Per scoprire così che gli zapatisti non fanno poi tanto mistero del processo che li ha condotti a proporre al Congresso Nazionale Indigeno di promuovere la ricerca di una donna indigena, candidata indipendente sostenuta da una sorta di Giunta del Buon Governo, rinominato per l'occasione Consiglio Indigeno di Governo, in un'azione di dignità ribelle che superi - a detta loro - il levantamiento del 19947; anzi raccontano dettagliatamente le riflessioni precedenti la proposta, le condizioni, le finalità che si sono posti nel scegliere di fare una mossa eclatante come questa. Affermano apertamente ciò che si aspettano da questa decisione, senza false illusioni e utopie istituzionali, come si legge dalle delucidazioni scritte dopo la controversa dichiarazione:
“[...] Che non vinceranno (il soggetto è il CNI nelle riflessioni dell'EZLN, nda) perché il sistema elettorale in Messico è fatto per beneficiare i partiti politici, non per la cittadinanza. Che se vincessero, non glielo riconoscerebbero, perché la frode non è un'anomalia del sistema elettorale messicano, è la sua colonna vertebrale, la sua essenza. Che se vincessero e glielo riconoscessero, non avrebbero potuto far nulla di trascendentale, perché là sopra non c'è nulla da fare. Le questioni fondamentali della malridotta nazione messicana non si decidono né nel potere esecutivo, né nelle camere legislative, né nel potere giudiziario. Chi comanda non ha un incarico visibile e si aggira nelle catacombe del Potere finanziario internazionale. E che, nonostante tutto ciò, bensì precisamente per tutto ciò, potevano e dovevano farlo. Perché la loro azione avrebbe significato non soltanto una testimonianza di chi non si adegua, ma una sfida che sicuramente avrebbe trovato eco nei molti bassi che ci sono in Messico e nel mondo; che avrebbe potuto generarsi un processo di riorganizzazione combattiva non solo dei popoli originari, ma anche di operai, contadini, impiegati, coloni, maestri, studenti, insomma di tutta quella gente il cui silenzio e la cui immobilità non è sinonimo di apatia, bensì di assenza di convocazione. In risposta a quel che si era detto sul fatto che era impossibile, che c'erano molti contro, che non si sarebbe vinto, rispondemmo che, se ci fossimo incontrati il 31 dicembre del 1993 e avessimo detto loro che, in alcune ore, ci saremmo sollevati in armi, dichiarando guerra al malgoverno e attaccando le guarnigioni della polizia e dell'esercito, ci avrebbero detto ugualmente che era impossibile, che c'erano molti contro, che non si sarebbe vinto. Dicemmo loro che non importava se avessero vinto o no la presidenza della Repubblica, che ciò che sarebbe importato era la sfida, l'irriverenza, l'insubordinazione, la rottura totale dell'immagine dell'indigeno oggetto di elemosina e di pietà (immagine tanto radicata nella destra e, chi lo avrebbe mai detto, anche nella sinistra istituzionale del “cambiamento vero” e nei suoi intellettuali organici addetti all'oppio delle reti sociali), che la loro audacia avrebbe scosso il sistema politico intero e che avrebbe avuto echi di speranza non in uno, ma in molti dei Messichi di sotto... e del mondo.

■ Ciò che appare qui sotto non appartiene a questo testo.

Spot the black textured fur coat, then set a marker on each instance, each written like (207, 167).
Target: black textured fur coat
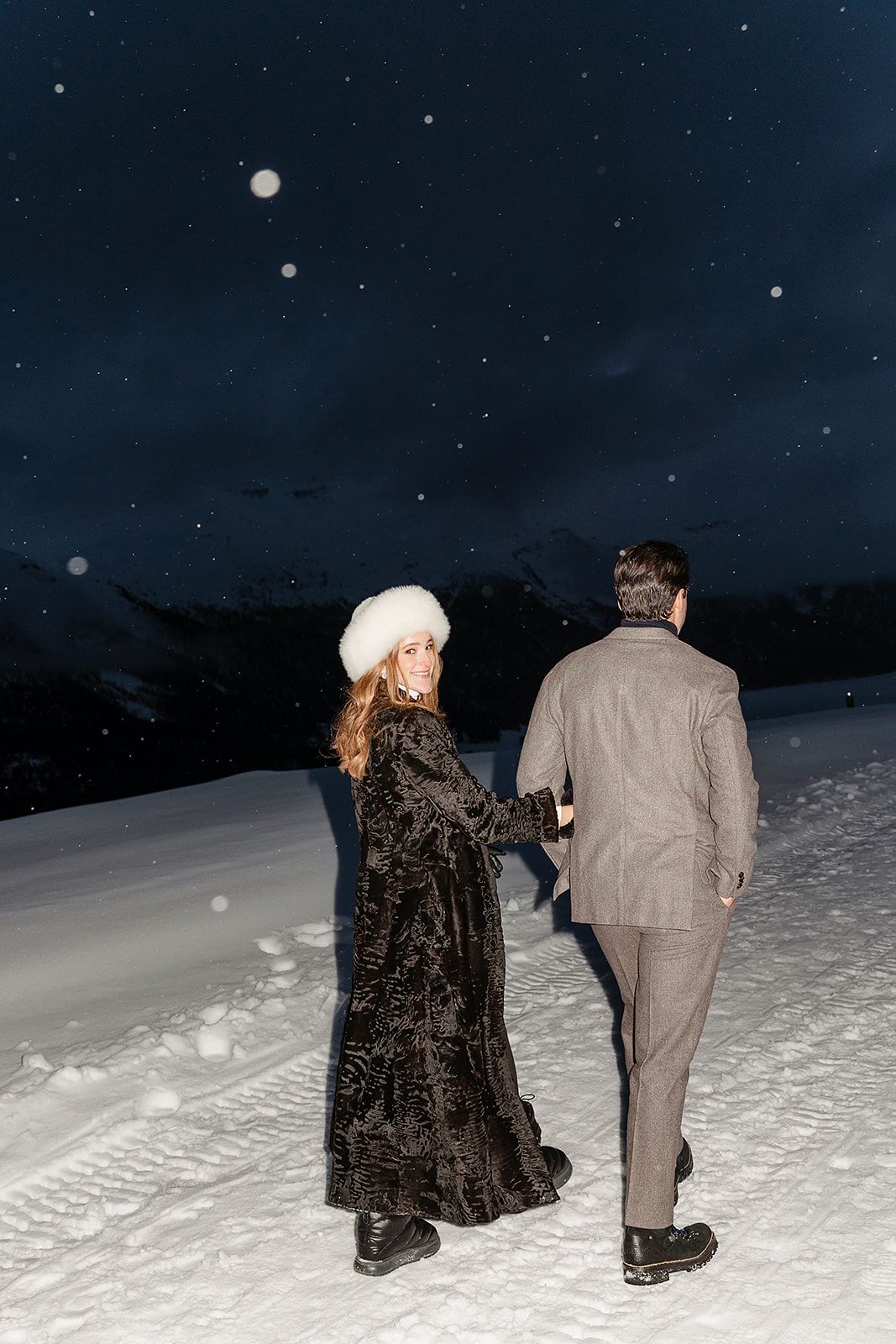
(427, 1117)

Dicemmo loro che l'iniziativa era in tempo affinché, in totale libertà e responsabilità, decidessero fin dove l'avrebbero portata, quanto lontano sarebbero andati. Un movimento dove confluissero tutti i sotto. Un movimento che avrebbe fatto tremare nei suoi centri la terra. Dicemmo loro che, come zapatisti, saremmo stati una forza di più tra quelle che sicuramente si sarebbero dovute sentire convocate dalla loro sfida. E dicemmo loro la cosa più importante che avevamo da dire: che eravamo disposti a sostenerli con tutta la nostra forza.
Che avremmo dato appoggio con tutto ciò che abbiamo che, sebbene poco, è ciò che siamo8”.

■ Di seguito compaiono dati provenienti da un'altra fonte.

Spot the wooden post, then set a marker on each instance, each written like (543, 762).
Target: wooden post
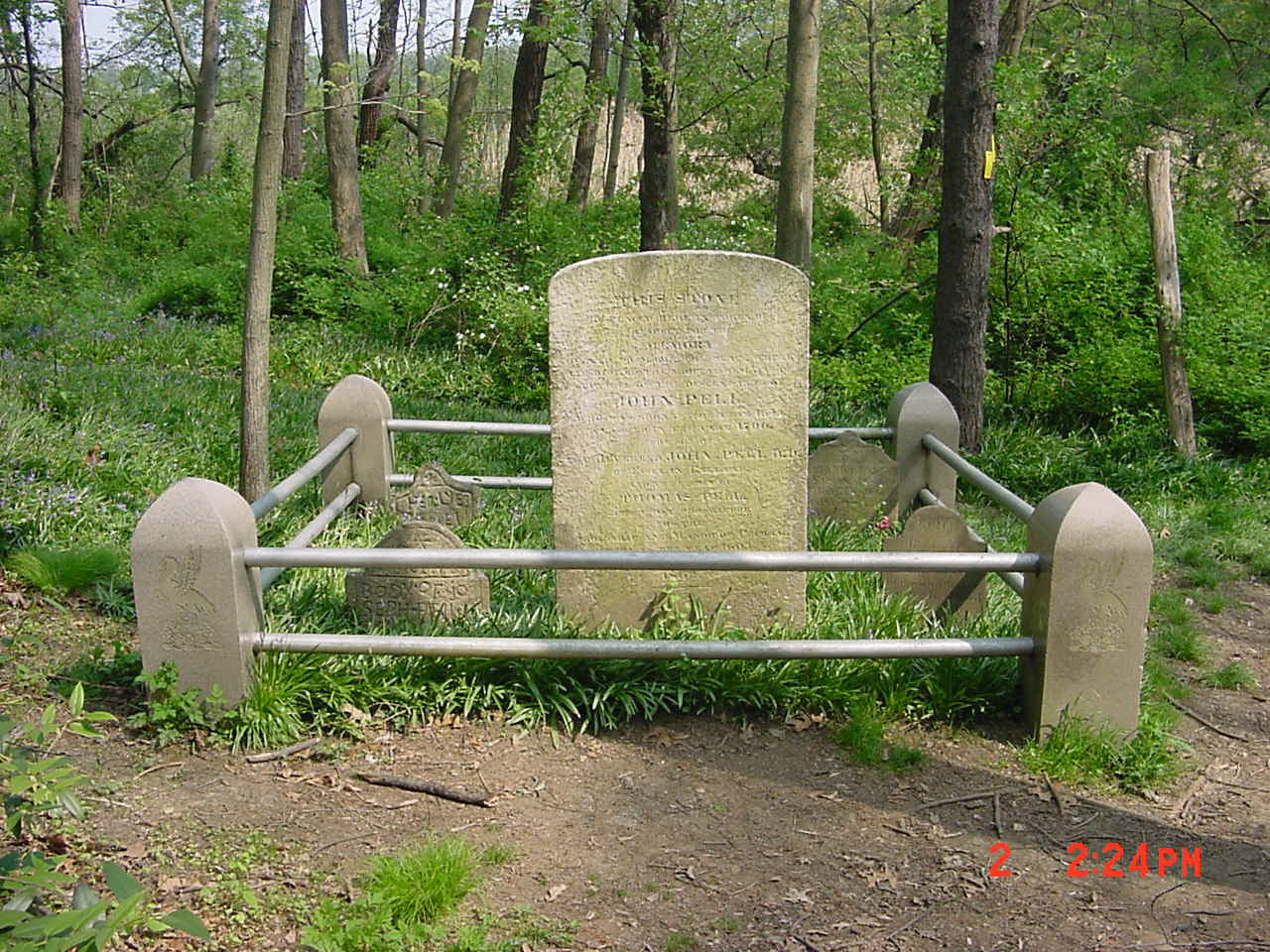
(1169, 296)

Caracol de la Garrucha, Chiapas (Messico), 29 dicembre 2007/3 gennaio 2008 -
La notevole partecipazione delle attiviste internazionali all'assemblea plenaria
foto: Gaia Raimondi

Resistenza e ribellione, dal basso e a sinistra

Affinché questa donna indigena, delegata del CNI, sia riconosciuta come candidata dalle leggi messicane, bisognerà raccogliere quasi un milione di firme di persone con diritto di voto. Se si raggiungerà la quota, allora verrà riconosciuta la candidata indipendente come presidentessa del Messico, e si metterà il suo nome perché, nell'anno 2018, la gente voti o no, secondo il pensiero di ciascuno.

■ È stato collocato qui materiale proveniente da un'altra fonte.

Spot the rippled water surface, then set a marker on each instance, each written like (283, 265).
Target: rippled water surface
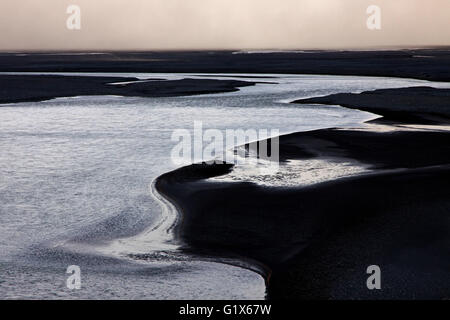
(76, 179)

Perciò si tratterà poi di far percorrere il Messico al Consiglio Indigeno di Governo e alla portavoce indigena, laddove ci siano persone messicane per ottenere le firme per registrarsi. E ancora un altro giro, un po' come come la Otra campaña, perché la appoggino e votino per l'indigena del CNI. Gli zapatisti sanno che, quando faranno questo giro il Consiglio Indigeno di Governo e la sua portavoce conosceranno molti dolori e rabbie che ci sono in Messico e nel mondo. Dolori e rabbie di persone indigene, ma anche di persone che non sono indigene, che anch'esse soffrono resistendo. Perciò questo è ciò che si vuole. Non si richiede che una donna indigena del CNI sia presidentessa, quanto piuttosto che si diffonda un messaggio di lotta e organizzazione ai poveri della campagna e della città del Messico e del mondo.
Non si considera che, se si raccolgono le firme o si vincono le elezioni, sia un successo. È un successo se si può parlare e ascoltare chi non non viene ascoltato da nessuno. Lì si vedrà se sarà un successo o no, se davvero molta gente prenderà forza e speranza per organizzarsi, resistere e ribellarsi.
Si arriverà fin dove lo deciderà il Congresso Nazionale Indigeno. È dunque si una strategia per dar voce agli oppressi e agli sfruttati di tutto il mondo, indigeni e non.
“[...] La cura della vita e della dignità, ovvero la resistenza e ribellione dal basso a sinistra, è un nostro obbligo a cui possiamo rispondere solo in forma collettiva. La ribellione la costruiamo dalle nostre piccole assemblee in località che si uniscono in grandi assemblee comunali, di ejidos, in giunte di buon governo e in accordi come popoli uniti sotto un'identità. [...] Questo è il potere dal basso che ci ha mantenuti vivi ed è perciò che commemorare la resistenza e ribellione è anche ratificare la nostra decisione di continuare a vivere costruendo la speranza di un futuro possibile unicamente sopra le rovine del capitalismo.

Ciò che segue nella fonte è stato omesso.